I laughed now. “Yes, they were ‘Guaranteed eggs, 35 cents a dozen; strictly fresh eggs, 32 cents; fresh eggs, 28 cents; eggs, 25 cents.’ I would not have believed it if I had not heard it.”

“He might have added, ‘Cracked eggs, 15 for a quarter.’ I have seen that advertisement in grocers’ windows. Well, the boarding-house keeper never rises about ‘eggs’! They take no qualifying adverb or adjective before or after them. She buys them by the half-bushel basket. That is why we never have them boiled plain. You must have heard the reply of the colored waiter to an inquiry as to the freshness of the eggs served in his restaurant: ‘Well, suh, I won’t deceive you; but while they is fine for ormerlet and scramble, I can’t consciously recommend them neither for plain boiled nor yet for poached’! Our boarding-house mistress may not say it, but she acts upon his system of grading.

“All these drawbacks to comfortable living the woman (or man) who is a Chronic Boarder knows from experience that she or he must expect and bear with what philosophy may be mustered for the occasion. You may ask why I do not change my quarters? The experience of nearly 30 years has told me that the chances are dead against the possibility that I would improve my condition by the attempt. The stamp of the second and third rate boarding-house is unmistakable. All buy inferior cuts of meat, superannuated fowls, plain EGGS, tub butter, wilted lettuce and cabbage, stale fruits and vegetables and chicory coffee.

“Don’t be hypercritical or overnice! These things must be got off the hands of butcher, greengrocer and huckster. You wouldn’t have them starve? If I were altruistic, I would not grumble because to me is assigned an humble part in the system of domestic and business economics.

The Star Boarder.

“All the same”—dropping the bantering tone suddenly, the pale face flushing under the rush of emotion—“it cuts one to the heart to think how many thousands of women and hundreds of men in the big cities and suburban towns are as homesick as I am!

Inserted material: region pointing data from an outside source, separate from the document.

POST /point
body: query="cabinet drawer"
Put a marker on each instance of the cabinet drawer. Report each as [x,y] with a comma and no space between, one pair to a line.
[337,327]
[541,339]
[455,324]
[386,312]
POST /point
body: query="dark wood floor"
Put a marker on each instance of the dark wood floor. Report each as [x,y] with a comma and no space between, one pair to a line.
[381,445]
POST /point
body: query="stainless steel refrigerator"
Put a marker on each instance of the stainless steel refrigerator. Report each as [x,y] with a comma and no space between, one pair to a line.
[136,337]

“Maybe you imagine that landladies (it isn’t often a landlord! They fly at bigger game!)—maybe you believe that they feed their families upon the same fare that we pay for? Not a bit of it! There are choice tidbits for them and for their invited guests—and often for the ‘star board.’ He—it is oftener a ‘he’ than a ‘she’—is pampered privily upon food the hostess reckons inconvenient for those who pay fair prices regularly and get half their money’s worth.

“Did you read that anecdote in the papers the other day of a man who inquired of the aster of a house from the door of which a hearse and a couple of carriages had just rolled away—‘Who is dead?’

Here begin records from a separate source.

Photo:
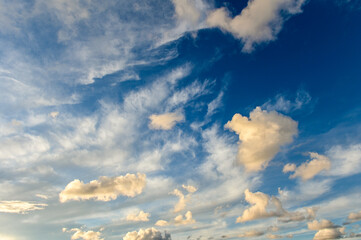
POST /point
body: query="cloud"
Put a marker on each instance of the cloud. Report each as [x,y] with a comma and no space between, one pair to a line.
[309,169]
[282,103]
[261,136]
[162,223]
[276,236]
[85,235]
[329,233]
[189,188]
[326,230]
[309,213]
[345,160]
[186,10]
[260,203]
[318,225]
[20,206]
[183,199]
[140,217]
[179,220]
[146,234]
[259,22]
[104,189]
[354,217]
[252,233]
[165,121]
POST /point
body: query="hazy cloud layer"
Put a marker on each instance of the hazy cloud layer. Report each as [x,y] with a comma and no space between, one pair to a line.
[21,207]
[104,189]
[309,169]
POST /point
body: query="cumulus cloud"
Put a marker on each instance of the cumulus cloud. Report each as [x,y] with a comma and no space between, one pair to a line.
[276,236]
[260,207]
[85,235]
[252,233]
[104,189]
[146,234]
[354,217]
[179,220]
[139,217]
[318,225]
[182,198]
[309,169]
[259,22]
[309,213]
[261,136]
[326,230]
[329,233]
[20,206]
[165,121]
[186,10]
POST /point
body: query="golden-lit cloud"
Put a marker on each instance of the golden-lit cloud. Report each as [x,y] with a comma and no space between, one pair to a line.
[105,188]
[146,234]
[165,121]
[179,220]
[261,136]
[260,207]
[20,207]
[139,217]
[329,233]
[309,169]
[318,225]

“‘Only a boarder!’ was the careless rejoiner.

“That’s what will be said when my turn comes!”

I repeat that my old friend is no pessimist or grumbler. I believe that her experience is that of many, many more than can be imagined by us who dwell in our own sheltered homes, with the privilege of selecting our own food and shaping our environment.

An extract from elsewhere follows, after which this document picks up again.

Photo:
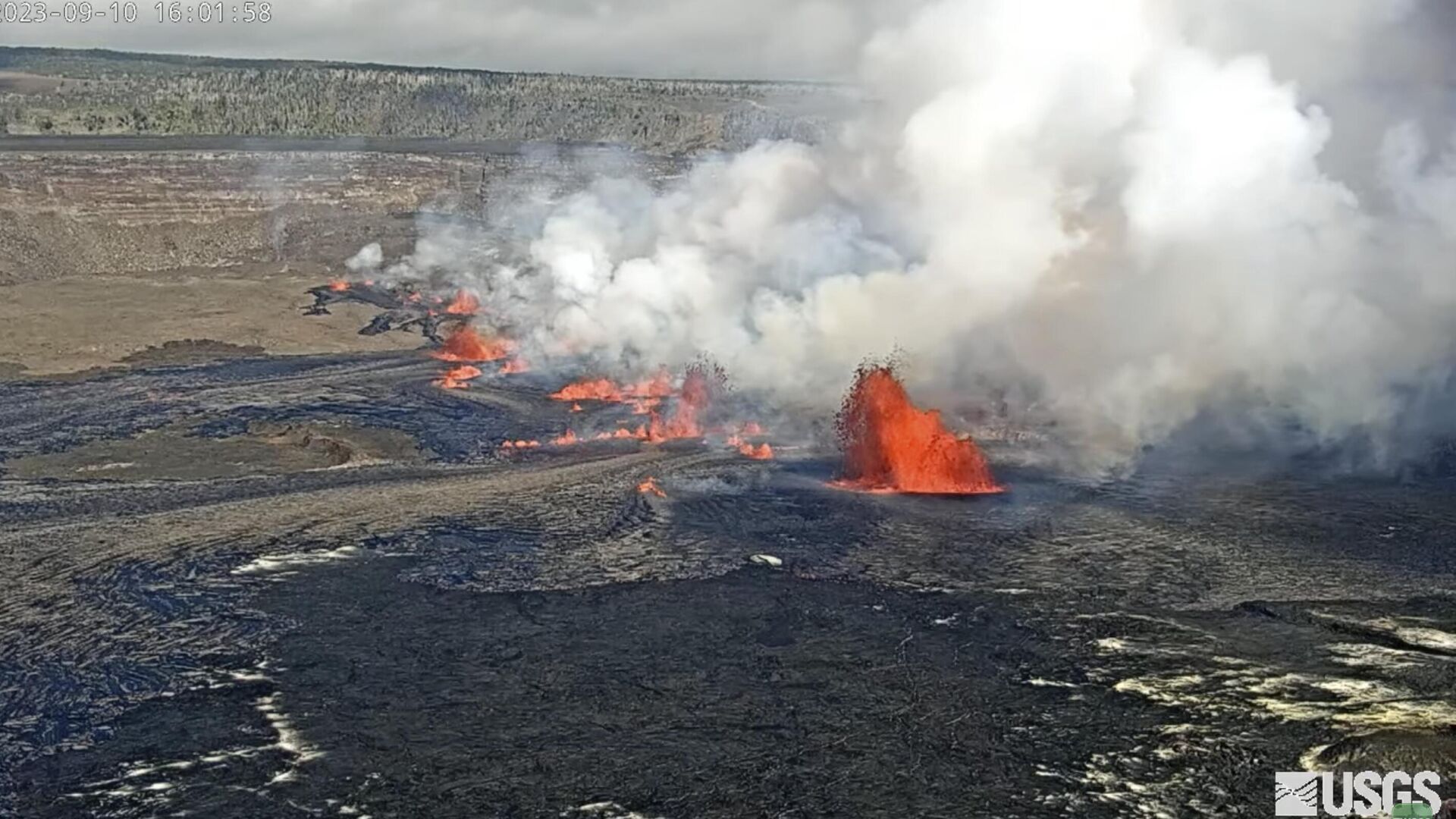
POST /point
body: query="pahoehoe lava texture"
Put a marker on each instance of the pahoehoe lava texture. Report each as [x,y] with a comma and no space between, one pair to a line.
[452,630]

When I was a mere girl I was shocked and saddened by hearing an old spinster say that she had been “homesick for 40 years!” The plaint recurred to me with force in hearkening to the tale of the Chronic Boarder.

There must be another side to this matter. Admitting that what I listened to last evening is true in every particular, the Landlady should have her say.

In conclusion, I throw the subject open for free debate. I shall publish the Landlady’s story as cheerfully as I have written down that of the Boarder. Who will send it in?